Hasan Basri Çantay - Kur'an-ı Hakim ve Meal-i Kerim
14:4 Biz hiçbir peygamberi kendi kavminin dilinden başkasıyle göndermedik ki (emr olunduklarını) onlara apaçık anlatsın. Artık Allah kimi dilerse sapdırır, kimi de dilerse doğru yola götürür. O, (iradesinde) yegane (haakim ve) gaalibdir, tam hüküm ve hikmet saahibidir.
İbni Kesir -
14:4 Biz, her peygamberi kendi milletinin diliyle gönderdik ki; onlara, apaçık anlatsın. Bundan sonra Allah; dilediğini saptırır, dilediğini de doğru yola iletir. Ve O; Aziz'dir, Hakim'dir.
Şaban Piriş - Kur'an-ı Kerim Türkçe Anlamı
14:4 Kendilerine apaçık anlatabilsin diye, her peygamberi kendi milletinin diliyle gönderdik. Allah dilediğini sapıklıkta bırakır ve dilediğini de doğru yola çıkarır; güçlü olan, Hakim olan O'dur.
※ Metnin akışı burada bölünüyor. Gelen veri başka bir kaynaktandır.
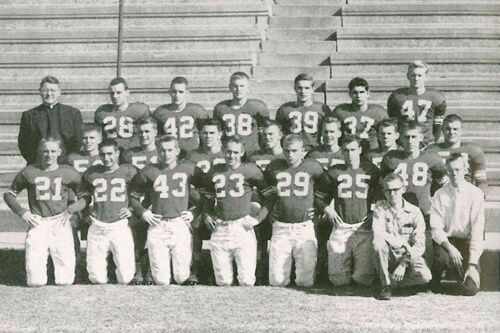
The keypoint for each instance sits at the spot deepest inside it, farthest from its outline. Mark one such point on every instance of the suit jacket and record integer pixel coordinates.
(33, 129)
Suat Yıldırım - Kuran-ı Kerim ve Meali
14:4 Biz her peygamberi, kendi milletinin lisanı ile gönderdik, ta ki onlara hakikatleri iyice açıklasın. Artık Allah dilediğini saptırır, dilediğini doğru yola iletir. O azizdir, hakimdir (mutlak galiptir, tam hüküm ve hikmet sahibidir).
Ahmed Hulusi - Türkçe Kur'an Çözümü
14:4 Biz her Rasulü kendi toplumunun lisanı ile irsal ettik ki, onlara en anlaşılır şekilde açıklasın... (Artık) Allah dilediğini saptırır ve dilediğine de hidayet eder... O, Aziyz'dir, Hakiym'dir.